Después de un ataque de pánico, muchas personas esperan volver a sentirse normales de inmediato.

Sin embargo, es muy común que el malestar continúe incluso cuando el episodio ya terminó.

Puede quedar una sensación de agotamiento, sensibilidad emocional, desconexión o miedo que genera preocupación y confusión.

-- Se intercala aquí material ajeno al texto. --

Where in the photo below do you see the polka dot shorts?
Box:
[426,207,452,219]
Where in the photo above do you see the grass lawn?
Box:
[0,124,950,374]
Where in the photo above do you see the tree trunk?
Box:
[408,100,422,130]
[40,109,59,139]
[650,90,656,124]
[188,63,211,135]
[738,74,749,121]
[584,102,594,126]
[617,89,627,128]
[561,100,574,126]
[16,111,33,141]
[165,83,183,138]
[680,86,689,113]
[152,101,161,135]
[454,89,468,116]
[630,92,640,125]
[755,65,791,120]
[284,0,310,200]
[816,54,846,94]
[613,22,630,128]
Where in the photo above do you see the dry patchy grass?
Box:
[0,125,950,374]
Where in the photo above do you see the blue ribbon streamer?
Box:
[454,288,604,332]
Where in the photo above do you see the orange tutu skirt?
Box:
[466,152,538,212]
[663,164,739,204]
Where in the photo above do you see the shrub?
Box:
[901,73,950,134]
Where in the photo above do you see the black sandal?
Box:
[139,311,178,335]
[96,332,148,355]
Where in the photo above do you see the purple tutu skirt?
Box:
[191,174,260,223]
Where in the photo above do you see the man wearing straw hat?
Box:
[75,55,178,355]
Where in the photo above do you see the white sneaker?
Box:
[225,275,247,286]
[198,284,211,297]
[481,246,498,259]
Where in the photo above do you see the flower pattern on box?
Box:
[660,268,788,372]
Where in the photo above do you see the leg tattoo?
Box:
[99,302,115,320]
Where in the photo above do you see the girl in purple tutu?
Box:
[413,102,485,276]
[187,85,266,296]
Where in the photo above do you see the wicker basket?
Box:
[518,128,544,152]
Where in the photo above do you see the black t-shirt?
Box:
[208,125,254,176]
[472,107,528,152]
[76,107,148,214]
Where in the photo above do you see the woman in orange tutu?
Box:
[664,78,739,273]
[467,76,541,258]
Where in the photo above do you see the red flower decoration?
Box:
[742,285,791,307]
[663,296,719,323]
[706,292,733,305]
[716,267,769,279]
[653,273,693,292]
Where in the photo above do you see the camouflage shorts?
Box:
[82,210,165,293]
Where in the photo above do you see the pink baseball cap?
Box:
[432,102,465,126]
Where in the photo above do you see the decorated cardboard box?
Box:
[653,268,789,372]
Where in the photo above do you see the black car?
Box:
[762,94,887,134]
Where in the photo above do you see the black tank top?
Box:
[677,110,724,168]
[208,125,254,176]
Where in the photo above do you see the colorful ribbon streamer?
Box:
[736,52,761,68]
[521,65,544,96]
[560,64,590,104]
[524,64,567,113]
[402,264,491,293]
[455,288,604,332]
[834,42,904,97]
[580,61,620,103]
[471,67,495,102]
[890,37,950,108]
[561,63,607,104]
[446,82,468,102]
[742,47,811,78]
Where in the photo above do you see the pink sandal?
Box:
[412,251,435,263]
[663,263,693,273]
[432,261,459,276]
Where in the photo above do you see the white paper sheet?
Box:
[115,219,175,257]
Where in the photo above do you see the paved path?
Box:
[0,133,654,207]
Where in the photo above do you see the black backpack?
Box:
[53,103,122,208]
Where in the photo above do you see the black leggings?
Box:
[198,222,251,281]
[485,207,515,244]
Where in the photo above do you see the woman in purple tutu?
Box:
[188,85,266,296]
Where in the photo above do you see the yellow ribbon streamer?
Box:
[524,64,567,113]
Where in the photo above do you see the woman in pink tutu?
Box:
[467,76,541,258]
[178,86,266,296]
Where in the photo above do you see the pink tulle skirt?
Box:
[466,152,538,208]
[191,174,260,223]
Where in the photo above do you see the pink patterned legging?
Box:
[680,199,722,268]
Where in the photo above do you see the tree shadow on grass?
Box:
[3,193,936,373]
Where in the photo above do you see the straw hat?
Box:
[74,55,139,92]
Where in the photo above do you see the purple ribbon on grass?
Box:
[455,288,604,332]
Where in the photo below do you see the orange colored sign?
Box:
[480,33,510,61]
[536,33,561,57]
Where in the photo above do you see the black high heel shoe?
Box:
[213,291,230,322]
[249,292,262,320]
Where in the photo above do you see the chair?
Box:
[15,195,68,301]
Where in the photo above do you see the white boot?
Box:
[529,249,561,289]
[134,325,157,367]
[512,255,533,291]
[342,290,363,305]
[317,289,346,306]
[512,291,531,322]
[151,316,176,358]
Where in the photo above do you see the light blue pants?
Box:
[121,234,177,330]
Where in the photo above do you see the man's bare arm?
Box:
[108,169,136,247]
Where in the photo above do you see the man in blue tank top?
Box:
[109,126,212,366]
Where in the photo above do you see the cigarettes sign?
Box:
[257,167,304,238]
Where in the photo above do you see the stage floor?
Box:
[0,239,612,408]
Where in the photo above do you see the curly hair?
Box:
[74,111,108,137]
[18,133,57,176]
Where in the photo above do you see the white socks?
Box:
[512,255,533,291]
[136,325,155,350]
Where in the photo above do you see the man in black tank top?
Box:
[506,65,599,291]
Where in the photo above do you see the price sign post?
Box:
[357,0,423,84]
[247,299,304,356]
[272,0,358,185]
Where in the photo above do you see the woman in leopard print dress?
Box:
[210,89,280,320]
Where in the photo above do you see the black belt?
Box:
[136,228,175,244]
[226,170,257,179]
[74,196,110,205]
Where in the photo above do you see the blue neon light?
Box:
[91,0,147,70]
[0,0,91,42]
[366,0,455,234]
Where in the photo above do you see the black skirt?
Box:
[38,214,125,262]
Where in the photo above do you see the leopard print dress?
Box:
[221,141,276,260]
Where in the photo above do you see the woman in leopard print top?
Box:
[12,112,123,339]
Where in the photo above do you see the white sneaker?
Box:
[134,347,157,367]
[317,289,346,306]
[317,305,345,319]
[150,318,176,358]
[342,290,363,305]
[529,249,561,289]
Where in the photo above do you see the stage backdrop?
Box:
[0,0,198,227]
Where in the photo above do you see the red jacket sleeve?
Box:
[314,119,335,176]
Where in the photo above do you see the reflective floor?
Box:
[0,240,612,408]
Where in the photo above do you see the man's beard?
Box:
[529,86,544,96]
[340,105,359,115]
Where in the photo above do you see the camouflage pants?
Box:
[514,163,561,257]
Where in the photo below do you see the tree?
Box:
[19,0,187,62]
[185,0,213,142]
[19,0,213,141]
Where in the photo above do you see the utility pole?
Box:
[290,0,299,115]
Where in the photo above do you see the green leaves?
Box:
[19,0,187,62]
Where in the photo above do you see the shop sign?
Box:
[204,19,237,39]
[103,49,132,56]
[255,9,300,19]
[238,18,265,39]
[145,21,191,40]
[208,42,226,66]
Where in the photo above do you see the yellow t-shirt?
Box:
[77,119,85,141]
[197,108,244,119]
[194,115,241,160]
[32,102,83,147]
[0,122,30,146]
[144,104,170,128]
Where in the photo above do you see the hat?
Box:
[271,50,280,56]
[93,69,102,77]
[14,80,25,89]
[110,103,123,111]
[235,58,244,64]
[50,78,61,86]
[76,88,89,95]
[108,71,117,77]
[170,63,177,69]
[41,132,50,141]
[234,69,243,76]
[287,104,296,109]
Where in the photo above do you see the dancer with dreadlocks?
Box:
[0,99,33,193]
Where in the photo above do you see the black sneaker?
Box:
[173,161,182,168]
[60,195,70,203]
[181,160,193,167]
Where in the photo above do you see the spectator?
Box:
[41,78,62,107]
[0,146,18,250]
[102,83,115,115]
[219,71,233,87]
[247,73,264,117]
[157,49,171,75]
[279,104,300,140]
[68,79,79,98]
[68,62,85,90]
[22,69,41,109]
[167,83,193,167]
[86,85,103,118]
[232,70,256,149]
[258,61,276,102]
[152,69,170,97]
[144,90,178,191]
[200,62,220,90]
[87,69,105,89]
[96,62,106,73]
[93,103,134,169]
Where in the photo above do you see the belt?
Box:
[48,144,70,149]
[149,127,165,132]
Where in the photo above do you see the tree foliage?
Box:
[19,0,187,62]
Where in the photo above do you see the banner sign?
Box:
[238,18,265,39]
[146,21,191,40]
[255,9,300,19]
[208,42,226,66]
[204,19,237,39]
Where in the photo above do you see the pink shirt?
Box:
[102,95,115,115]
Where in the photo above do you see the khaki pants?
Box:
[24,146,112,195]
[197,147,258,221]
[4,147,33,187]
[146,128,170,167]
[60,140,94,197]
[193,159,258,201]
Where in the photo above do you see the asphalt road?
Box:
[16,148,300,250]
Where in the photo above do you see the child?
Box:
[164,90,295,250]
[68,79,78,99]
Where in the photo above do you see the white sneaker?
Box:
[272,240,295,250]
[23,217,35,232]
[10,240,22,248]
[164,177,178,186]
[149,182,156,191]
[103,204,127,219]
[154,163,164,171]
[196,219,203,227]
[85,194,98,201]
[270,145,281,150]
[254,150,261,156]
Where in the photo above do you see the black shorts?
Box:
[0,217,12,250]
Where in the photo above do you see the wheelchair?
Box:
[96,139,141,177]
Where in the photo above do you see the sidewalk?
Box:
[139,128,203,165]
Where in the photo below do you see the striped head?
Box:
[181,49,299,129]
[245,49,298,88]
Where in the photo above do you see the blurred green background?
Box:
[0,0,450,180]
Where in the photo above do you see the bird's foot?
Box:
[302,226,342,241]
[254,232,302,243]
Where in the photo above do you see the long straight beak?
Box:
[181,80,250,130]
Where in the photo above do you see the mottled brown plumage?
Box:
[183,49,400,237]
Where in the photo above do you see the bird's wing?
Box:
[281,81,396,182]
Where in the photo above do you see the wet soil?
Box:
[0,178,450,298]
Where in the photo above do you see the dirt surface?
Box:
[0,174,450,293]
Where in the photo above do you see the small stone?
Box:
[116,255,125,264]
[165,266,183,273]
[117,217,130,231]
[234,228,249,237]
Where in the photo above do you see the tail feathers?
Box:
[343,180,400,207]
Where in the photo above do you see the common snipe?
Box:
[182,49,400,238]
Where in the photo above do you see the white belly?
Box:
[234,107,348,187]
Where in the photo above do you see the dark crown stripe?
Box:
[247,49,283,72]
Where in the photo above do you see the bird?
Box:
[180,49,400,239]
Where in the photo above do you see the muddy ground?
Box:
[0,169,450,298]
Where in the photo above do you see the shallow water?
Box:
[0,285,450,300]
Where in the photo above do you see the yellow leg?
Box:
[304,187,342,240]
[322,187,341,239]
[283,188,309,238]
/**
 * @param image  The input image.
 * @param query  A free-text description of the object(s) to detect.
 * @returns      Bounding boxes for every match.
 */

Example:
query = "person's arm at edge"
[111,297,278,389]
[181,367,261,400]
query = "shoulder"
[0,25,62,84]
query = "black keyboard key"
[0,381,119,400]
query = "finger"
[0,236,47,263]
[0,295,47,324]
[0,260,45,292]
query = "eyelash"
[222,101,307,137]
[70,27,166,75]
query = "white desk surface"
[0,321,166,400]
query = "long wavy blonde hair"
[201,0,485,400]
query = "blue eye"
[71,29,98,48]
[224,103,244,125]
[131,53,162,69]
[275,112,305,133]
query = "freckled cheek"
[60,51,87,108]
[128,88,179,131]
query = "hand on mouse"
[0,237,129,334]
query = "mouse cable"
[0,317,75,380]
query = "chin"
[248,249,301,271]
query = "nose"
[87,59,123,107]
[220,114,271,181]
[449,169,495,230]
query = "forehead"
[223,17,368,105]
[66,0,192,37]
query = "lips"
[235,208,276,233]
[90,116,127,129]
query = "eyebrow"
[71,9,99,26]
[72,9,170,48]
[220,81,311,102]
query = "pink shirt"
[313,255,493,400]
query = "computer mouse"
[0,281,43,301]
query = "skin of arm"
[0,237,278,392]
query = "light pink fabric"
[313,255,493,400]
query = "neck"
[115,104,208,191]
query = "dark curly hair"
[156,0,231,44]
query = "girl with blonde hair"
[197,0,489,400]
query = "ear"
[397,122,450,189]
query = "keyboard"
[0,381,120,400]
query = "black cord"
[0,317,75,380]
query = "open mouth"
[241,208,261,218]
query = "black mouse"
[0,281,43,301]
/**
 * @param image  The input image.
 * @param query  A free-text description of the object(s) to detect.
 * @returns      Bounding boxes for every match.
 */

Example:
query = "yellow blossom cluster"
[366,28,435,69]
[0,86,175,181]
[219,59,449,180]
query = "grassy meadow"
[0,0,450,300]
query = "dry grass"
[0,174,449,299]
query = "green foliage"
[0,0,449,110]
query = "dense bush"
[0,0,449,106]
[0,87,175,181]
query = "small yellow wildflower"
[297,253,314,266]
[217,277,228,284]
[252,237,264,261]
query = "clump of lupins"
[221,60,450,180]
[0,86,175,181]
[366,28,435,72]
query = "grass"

Algunas personas describen sentirse “raras”, vulnerables o distintas durante horas e incluso días después del ataque.

Aunque estas sensaciones pueden ser incómodas, generalmente forman parte de la recuperación natural del cuerpo después de una activación intensa del sistema nervioso.

Comprender lo que ocurre ayuda a reducir el miedo y evita interpretar estas sensaciones como una señal de peligro.

Qué ocurre en el cuerpo después de un ataque de pánico

Durante un ataque de pánico, el organismo entra en un estado de alerta máxima.

El cuerpo activa mecanismos de supervivencia que producen:

  • aumento del ritmo cardíaco

  • aceleración de la respiración

  • tensión muscular

  • liberación de adrenalina

  • hipervigilancia

  • activación intensa del sistema nervioso

Todo esto implica un gran gasto físico y emocional.

Cuando el episodio termina, el cuerpo necesita tiempo para volver gradualmente a su estado habitual.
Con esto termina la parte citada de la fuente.